Doug Bourque tilted his head back and made a whiny noise. “You’re canning us?”
Zoya Gilmour and Eric LaFontaine looked at Doug with wide, wide eyes and then back to Maria.
“No, not exactly,” Maria said.
Doug’s entire body slackened.
“But probably,” Maria said. “Unless we get something we can turn into more than just a story.”
Doug made the noise again.
Maria ignored him and continued, her gaze bouncing from face to face to face. “According to Winsome in advertising, they have a major outdoors brand on the line—she wouldn’t say whom—and we need something adventurous.”
Zoya squinted. “Like another squatch thing?”
Maria shook her head, her frizzy black hair bouncing on her shoulders. “No. Not unless you can actually find a bigfoot. We need something new, we need a lot of footage—audio or video, both if it’s possible—we need something dangerous, and we need to be able to spread the story across as many platforms as we can. Meaning video, podcast, print, and, if you can swing it, live streaming.”
Eric nodded, always one for tackling challenges, and said, “Okay, so what’s the story?”
Maria scrunched her face. “No, you bring the story.
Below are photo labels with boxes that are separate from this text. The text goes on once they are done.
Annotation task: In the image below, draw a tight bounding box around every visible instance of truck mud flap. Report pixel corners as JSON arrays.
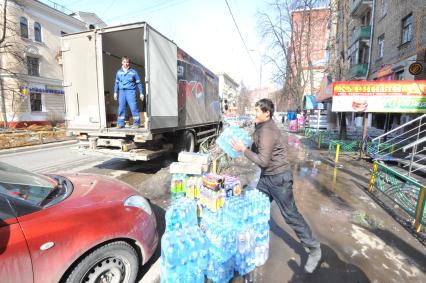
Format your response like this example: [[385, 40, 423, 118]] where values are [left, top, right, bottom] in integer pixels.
[[94, 148, 170, 161]]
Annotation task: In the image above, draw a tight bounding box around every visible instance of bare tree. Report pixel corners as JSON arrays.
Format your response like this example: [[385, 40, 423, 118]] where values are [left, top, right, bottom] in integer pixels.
[[259, 0, 328, 111], [0, 0, 26, 128]]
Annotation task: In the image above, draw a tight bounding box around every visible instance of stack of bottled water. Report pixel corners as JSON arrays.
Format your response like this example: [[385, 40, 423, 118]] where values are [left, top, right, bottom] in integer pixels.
[[246, 190, 271, 266], [216, 126, 252, 158], [170, 174, 186, 200], [161, 198, 209, 283], [201, 210, 237, 283]]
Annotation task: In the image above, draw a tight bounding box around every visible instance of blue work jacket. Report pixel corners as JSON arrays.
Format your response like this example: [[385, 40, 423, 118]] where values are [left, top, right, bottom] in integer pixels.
[[114, 68, 143, 94]]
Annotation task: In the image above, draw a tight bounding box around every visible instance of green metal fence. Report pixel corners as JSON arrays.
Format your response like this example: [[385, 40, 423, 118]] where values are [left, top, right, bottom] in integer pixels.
[[369, 162, 426, 232], [328, 140, 361, 153]]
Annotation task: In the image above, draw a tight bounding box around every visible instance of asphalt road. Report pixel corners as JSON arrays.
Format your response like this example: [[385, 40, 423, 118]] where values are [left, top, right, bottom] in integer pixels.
[[0, 136, 426, 283]]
I have nothing. You’re saving your jobs. If you can’t think of anything, I’ll look back on the total time you’ve been here and figure out average clicks, good or bad. Quality of content hardly matters anymore. I can only keep one of you, and I’m not sure for how long. Save yourselves.”
“How long do we have to put it together?” Zoya said.
“Four days. In four days, I need the first episodes edited and ready to review,” Maria said.
“Four days!” Zoya said, looking like she might cry.
“Okay. Okay,” Eric said, knocking his knuckles together.
Doug sat down and put his face in his hands.
—
An empty pitcher of beer, three foamy glasses, and the remains of a plate of nachos centered the table where the trio sat. On all the TVs was the Jays’ game—Toronto was hosting the stinkiest Red Sox team of the last quarter century. Doug had been oddly quiet while Zoya and Eric spit-balled terrible ideas.
“That’s all been done and the footage wouldn’t be enough,” Eric said.
Zoya shrugged. She hadn’t thought much of the idea to paddleboard close enough to walruses to put themselves in danger—it’s just where they’d gotten to, the extremes one needed to touch for saleable content. Zoya turned to Doug.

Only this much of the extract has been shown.